Lieber and Press's article has caused a ruckus in the foreign-policy world. Peter C.W. Flory, Assistant Secretary of Defense for International Security Policy, wrote to Foreign Affairs that:
The essay by Keir Lieber and Daryl Press ("The Rise of U.S. Nuclear Primacy, "March/April 2006) contains so many errors, on a topic of such gravity, that a Department of Defense response is required to correct the record.
This, from "Nuclear Exchange: Does Washington Really Have (or Want) Nuclear Primacy?" (Foreign Affairs, Sept./Oct. 2006), where Lieber and Press reply to Flory and several other critics, and point to evidence that preemptive nuclear strikes have long been an element of Pentagon planning.
Today, the Pentagon announced the successful testing of a component of the "Star Wars" anti-ballistic-missile (ABM) system initiated during the Regan Administration--a "total success...a huge step." The US insistence on abrogating treaty obligations in order to push the costly ABM program figures into Lieber and Press's argument:
Washington's pursuit of nuclear primacy helps explain its missile-defense strategy, for example. Critics of missile defense argue that a national missile shield, such as the prototype the United States has deployed in Alaska and California, would be easily overwhelmed by a cloud of warheads and decoys launched by Russia or China. They are right: even a multilayered system with land-, air-, sea-, and space-based elements, is highly unlikely to protect the United States from a major nuclear attack. But they are wrong to conclude that such a missile-defense system is therefore worthless -- as are the supporters of missile defense who argue that, for similar reasons, such a system could be of concern only to rogue states and terrorists and not to other major nuclear powers.
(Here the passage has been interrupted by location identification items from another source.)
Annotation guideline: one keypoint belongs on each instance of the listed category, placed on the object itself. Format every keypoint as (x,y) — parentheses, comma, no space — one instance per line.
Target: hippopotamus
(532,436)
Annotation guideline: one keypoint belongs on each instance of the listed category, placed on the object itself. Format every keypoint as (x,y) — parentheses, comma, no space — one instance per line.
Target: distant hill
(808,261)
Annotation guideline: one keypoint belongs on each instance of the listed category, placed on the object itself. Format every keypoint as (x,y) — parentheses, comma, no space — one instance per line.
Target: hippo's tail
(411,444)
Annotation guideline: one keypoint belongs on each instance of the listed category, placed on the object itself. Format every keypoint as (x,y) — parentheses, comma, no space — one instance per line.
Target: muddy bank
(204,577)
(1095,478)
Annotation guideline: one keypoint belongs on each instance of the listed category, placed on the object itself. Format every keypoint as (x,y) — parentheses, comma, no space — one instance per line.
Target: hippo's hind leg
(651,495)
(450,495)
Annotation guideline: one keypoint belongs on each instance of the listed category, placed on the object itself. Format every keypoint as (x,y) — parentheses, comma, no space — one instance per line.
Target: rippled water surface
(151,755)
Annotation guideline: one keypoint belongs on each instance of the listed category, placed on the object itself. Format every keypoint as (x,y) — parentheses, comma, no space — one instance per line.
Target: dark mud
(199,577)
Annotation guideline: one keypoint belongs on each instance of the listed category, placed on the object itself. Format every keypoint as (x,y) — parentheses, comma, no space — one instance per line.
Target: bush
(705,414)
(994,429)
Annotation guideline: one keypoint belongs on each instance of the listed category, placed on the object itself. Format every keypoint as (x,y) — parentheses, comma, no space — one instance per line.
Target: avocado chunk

What both of these camps overlook is that the sort of missile defenses that the United States might plausibly deploy would be valuable primarily in an offensive context, not a defensive one -- as an adjunct to a U.S. first-strike capability, not as a standalone shield. If the United States launched a nuclear attack against Russia (or China), the targeted country would be left with a tiny surviving arsenal -- if any at all. At that point, even a relatively modest or inefficient missile-defense system might well be enough to protect against any retaliatory strikes, because the devastated enemy would have so few warheads and decoys left.
Just over three years ago, it was "old Europe" whose global significance was unimpressive to Donald Rumsfeld--tomorrow, it could be "old Eurasia."